The woman, in fact, holds her hands by her sides and tilts her head at an angle of five and a half degrees. Her hair falls just to her shoulders. This information and much, much more is exactingly encoded by the electrical pulses in the various neurons of the man's eyes.

In another few thousandths of a second, the electrical signals reach the ganglion neurons, which bunch together in the optic nerve at the back of the eye and carry their data to the brain. Here, the impulses race to the primary visual cortex, a highly folded layer of tissue about a tenth of an inch thick and two square inches in area, containing one hundred million neurons in half a dozen layers. The fourth layer receives the input first, does a preliminary analysis, and transfers the information to neurons in other layers. At every stage, each neuron may receive signals from a thousand other neurons, combine the signals - some of which cancel each other out - and dispatch the computed result to a thousand-odd other neurons.

After about thirty seconds - after several hundred trillion particles of reflected light have entered the man's eyes and been processed - the woman says hello. Immediately, molecules of air are pushed together, then apart, then together, beginning in her vocal cords and traveling in a spring like motion to the man's ears. The sound makes the trip from her to him (twenty feet) in a fiftieth of a second.

Within each of his ears, the vibrating air quickly covers the distance to the eardrum. The eardrum, an oval membrane about .3 inch in diameter and tilted fifty-five degrees from the floor of the auditory canal, itself begins trembling and transmits its motion to three tiny bones. From there, the vibrations shake the fluid in the cochlea, which spirals snail-like two and a half turns around.

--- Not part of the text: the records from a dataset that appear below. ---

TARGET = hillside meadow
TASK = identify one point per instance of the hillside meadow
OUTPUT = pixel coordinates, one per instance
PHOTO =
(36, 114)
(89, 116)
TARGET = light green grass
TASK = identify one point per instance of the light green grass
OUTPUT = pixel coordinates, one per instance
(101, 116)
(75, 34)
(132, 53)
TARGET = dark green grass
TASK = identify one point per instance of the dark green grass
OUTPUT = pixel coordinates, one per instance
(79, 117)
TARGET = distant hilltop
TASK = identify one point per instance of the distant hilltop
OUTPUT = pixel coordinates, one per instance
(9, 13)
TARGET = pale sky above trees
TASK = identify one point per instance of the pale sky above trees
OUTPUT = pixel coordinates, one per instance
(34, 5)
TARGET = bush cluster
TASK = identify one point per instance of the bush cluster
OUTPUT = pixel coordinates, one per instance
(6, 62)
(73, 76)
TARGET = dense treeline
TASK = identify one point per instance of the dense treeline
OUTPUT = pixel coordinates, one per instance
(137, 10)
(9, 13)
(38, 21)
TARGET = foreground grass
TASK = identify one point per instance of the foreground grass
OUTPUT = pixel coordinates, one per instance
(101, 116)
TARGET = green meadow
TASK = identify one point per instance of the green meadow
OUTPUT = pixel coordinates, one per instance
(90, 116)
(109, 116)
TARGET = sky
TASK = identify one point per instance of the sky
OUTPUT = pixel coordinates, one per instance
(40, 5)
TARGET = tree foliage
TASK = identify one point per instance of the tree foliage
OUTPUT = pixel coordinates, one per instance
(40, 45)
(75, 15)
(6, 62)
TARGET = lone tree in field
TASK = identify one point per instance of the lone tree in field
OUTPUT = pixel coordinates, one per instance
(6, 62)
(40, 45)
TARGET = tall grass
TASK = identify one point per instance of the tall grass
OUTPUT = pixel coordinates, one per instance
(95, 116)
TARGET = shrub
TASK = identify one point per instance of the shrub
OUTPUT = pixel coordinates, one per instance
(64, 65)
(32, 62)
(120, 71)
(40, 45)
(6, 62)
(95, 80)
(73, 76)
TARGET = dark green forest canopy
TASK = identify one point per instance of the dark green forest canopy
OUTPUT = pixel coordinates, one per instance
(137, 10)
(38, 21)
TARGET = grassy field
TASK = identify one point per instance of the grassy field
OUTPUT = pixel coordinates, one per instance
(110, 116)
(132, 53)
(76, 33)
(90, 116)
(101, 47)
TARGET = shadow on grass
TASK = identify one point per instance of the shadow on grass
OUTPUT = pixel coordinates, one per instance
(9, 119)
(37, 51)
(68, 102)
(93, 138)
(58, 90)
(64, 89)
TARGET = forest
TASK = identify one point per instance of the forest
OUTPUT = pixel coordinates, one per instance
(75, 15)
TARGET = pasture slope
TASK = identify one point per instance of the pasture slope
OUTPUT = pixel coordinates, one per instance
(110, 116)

Inside the cochlea the tones are deciphered. Here, a very thin membrane undulates in step with the sloshing fluid, and through this basilar membrane run tiny filaments of varying thickness, like strings on a harp. The woman's voice, from afar, is playing this harp. Her hello begins in a low registers and rises in pitch toward the end. In precise response, the thick filaments in the basilar membrane vibrate first, followed by the thinner ones. Finally, tens of thousands of rod-shaped bodies perched on the basilar membrane convey their particular quiverings to the auditory nerve.

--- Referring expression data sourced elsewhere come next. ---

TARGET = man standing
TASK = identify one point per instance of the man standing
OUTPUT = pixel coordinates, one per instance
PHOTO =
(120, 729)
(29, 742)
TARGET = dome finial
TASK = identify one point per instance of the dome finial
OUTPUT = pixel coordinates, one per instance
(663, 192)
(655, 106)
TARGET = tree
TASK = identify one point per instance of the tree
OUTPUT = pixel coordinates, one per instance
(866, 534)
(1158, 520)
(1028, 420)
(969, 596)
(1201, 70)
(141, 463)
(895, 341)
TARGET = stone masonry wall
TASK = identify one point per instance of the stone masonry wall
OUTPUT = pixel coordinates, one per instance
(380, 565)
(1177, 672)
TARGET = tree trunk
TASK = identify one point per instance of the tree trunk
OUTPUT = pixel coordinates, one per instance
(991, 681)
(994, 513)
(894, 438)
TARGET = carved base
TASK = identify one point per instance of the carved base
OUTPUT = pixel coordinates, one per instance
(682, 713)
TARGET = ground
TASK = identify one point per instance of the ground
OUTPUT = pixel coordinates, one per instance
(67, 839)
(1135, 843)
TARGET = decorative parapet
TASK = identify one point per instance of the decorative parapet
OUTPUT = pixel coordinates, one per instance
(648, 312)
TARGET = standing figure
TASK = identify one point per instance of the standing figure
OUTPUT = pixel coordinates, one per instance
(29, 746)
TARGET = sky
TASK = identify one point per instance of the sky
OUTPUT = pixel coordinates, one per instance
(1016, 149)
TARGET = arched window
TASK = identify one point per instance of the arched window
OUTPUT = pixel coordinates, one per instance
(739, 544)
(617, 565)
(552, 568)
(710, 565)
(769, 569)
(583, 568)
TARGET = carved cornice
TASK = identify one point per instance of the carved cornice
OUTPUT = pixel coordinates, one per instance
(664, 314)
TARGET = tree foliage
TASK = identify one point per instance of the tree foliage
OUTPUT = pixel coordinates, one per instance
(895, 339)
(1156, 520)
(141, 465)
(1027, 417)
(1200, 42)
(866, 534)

News of the woman's hello, in electrical form, races along the neurons of the auditory nerve and enters the man's brain, through the thalamus, to a specialized region of the cerebral cortex for further processing. Eventually, a large fraction of the trillion neurons in the man's brain become involved with computing the visual and auditory data just acquired. Sodium and potassium gates open and close. Electrical currents speed along neuron fibers. Molecules flow from one nerve ending to the next.

All of this is known. What is not known is why, after about a minute, the man walks over to the woman and smiles.